Читать книгу Квазинд. Когда оживают легенды - Андрей Леонардович Воронов-Оренбургский - Страница 12

Глава 9

Оглавление

Сумерки фиолетовым покрывалом опустились на великие равнины, покрасив крыши Рок-Тауна глубокой сиренью. Сегодня, как и всегда в этот мягкий, влекущий обещаниями час, в городок пришло оживление. Вымершую днем улицу точно подменили. По ней проносились всадники, гремели повозки, поднимая тучи пыли; между фургонами толкалась разношерстная публика; у коновязей лошади терлись боками, как бобы в стручке. Жители городка, занимающиеся по преимуществу заготовкой леса и бизоньих шкур для континентальной армии, возвращались домой после каторжного трудового дня. Но по пути в “Игл-Рок” – салун старого Адамса – они забывали о бесконечных милях, пройденных за день, о свежих мозолях, заработанных на рубке сосен…

Их ждал новый мир: может, не совсем уютный, но теплый, пропахший от веку табаком Мэрилэнда и виски,– мир, где яркая птичка по имени Дженни пела и порхала меж столов с пивом. А потому народ, стирая каблуки, валом валил “на огонек” к Паркерам, проклиная и черта, и Бога за то, что дыра под названием Рок-Таун не богата на кабаки и женщин…

Продвижение на Запад, вольными или невольными участниками коего они все являлись, началось задолго до того, как первый гвоздь был вбит в тесовые доски Рок-Тауна. Пожалуй, сто, а может и двести лет назад, но лишь сейчас оно набрало такую силу, дыхание и размашистый шаг, какого не помнил за всю историю мир 34.

В салуне “Игл-Рок” был час пик. Распивочный зал, набитый до отказа, как киса удачливого букмекера, гудел пчелиным роем. Пахло жженой олениной, путом, деньгами и картами.

– Уф-ф, момент, сынок! Значит, тебе яичницу, грудинку с фасолью и виски… – косточки бойко скакнули на счетах.

– Вам, джентльмены, виски и только виски, без остального дерьма, что заказал этот будущий мэр нашего города. Ха, ха!

– Получай, Бэлью, и помни, сынок, пророчество старика Паркера… Пять процентов годовых. Если оно сбудется.

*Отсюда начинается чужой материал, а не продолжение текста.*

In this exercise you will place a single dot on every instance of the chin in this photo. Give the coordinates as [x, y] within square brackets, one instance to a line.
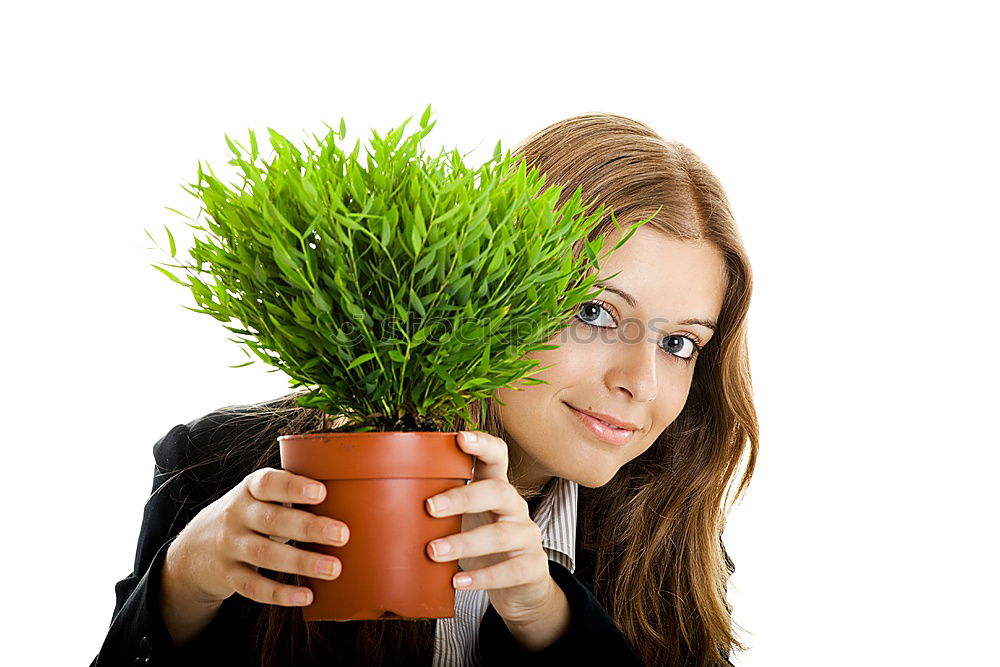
[592, 481]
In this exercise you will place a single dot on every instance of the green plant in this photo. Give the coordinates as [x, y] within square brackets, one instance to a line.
[403, 290]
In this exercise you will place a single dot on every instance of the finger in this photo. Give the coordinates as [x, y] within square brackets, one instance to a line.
[278, 521]
[508, 537]
[259, 551]
[486, 495]
[259, 588]
[511, 572]
[281, 486]
[490, 452]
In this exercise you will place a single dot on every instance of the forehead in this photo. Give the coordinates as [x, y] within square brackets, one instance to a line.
[669, 278]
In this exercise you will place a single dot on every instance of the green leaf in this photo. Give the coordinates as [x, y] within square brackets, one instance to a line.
[170, 275]
[362, 359]
[320, 300]
[173, 246]
[416, 304]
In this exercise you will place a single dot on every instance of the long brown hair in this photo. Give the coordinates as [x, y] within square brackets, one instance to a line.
[655, 529]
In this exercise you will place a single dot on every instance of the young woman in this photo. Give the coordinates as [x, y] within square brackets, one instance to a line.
[592, 531]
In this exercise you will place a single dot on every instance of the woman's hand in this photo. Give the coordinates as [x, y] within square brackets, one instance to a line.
[500, 547]
[219, 551]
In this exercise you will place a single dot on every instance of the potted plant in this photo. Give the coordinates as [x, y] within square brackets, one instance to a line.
[403, 291]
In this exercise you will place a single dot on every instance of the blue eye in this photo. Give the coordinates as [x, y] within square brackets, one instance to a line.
[592, 306]
[675, 344]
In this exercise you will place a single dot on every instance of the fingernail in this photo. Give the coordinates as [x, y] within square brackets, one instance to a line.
[438, 504]
[440, 547]
[334, 533]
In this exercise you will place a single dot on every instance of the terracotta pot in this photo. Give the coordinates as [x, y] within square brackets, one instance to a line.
[377, 483]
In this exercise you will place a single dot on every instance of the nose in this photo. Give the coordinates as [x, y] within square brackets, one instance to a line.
[635, 365]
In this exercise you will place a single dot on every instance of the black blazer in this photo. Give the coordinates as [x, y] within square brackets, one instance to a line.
[137, 634]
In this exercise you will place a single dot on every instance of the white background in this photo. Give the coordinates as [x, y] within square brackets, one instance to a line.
[858, 144]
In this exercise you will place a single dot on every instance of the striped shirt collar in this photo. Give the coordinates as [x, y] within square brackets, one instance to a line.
[556, 516]
[456, 640]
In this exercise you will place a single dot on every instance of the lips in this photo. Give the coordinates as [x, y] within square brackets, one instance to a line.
[601, 429]
[613, 422]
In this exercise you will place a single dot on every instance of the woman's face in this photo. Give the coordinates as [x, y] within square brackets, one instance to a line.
[618, 359]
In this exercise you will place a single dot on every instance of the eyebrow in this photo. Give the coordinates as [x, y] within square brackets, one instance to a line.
[630, 300]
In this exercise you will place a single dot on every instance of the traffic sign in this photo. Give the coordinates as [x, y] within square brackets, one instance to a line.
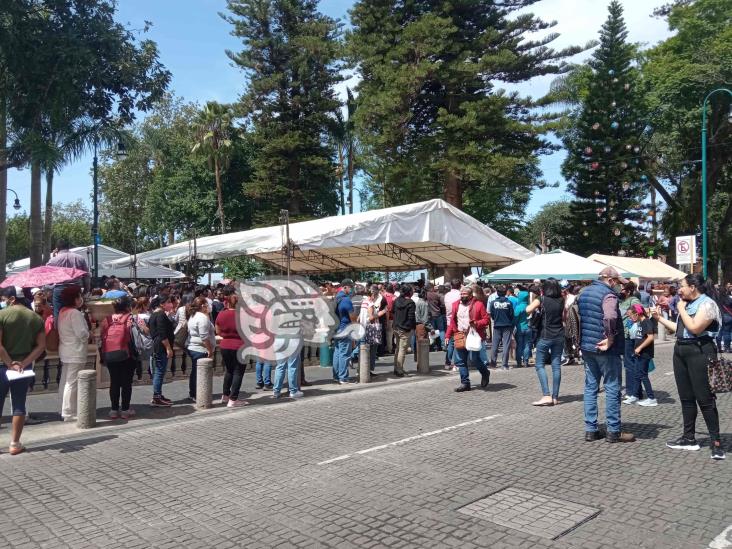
[685, 250]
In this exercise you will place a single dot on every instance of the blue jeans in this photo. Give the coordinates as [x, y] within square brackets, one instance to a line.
[161, 366]
[501, 334]
[450, 352]
[341, 354]
[18, 392]
[193, 379]
[463, 358]
[551, 349]
[523, 346]
[264, 373]
[629, 367]
[292, 375]
[641, 375]
[606, 367]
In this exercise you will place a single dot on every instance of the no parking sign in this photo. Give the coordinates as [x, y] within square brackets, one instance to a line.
[685, 250]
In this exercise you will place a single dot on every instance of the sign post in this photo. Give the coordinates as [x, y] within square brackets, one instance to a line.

– Следующий!.. Сто против одного – мистер Сэттон собственной персоной, рад видеть вашу лысину! Какая жалость, что вы опять не захватили с собой супругу, старина, впрочем, как и всегда. Верно, Сэттон, на кой черт возить свои дрова в лес… Ха, ха! Закажешь по старинке бизоний язык на бутылку джина, о’кей? Что? Что? Я не понял, мистер Старрет. “Ах, здорово вкусно?” – старик усмехнулся и ловко щелкнул пальцами.– А что вы еще можете сказать, приятель? Вы ведь уже две тарелки умяли.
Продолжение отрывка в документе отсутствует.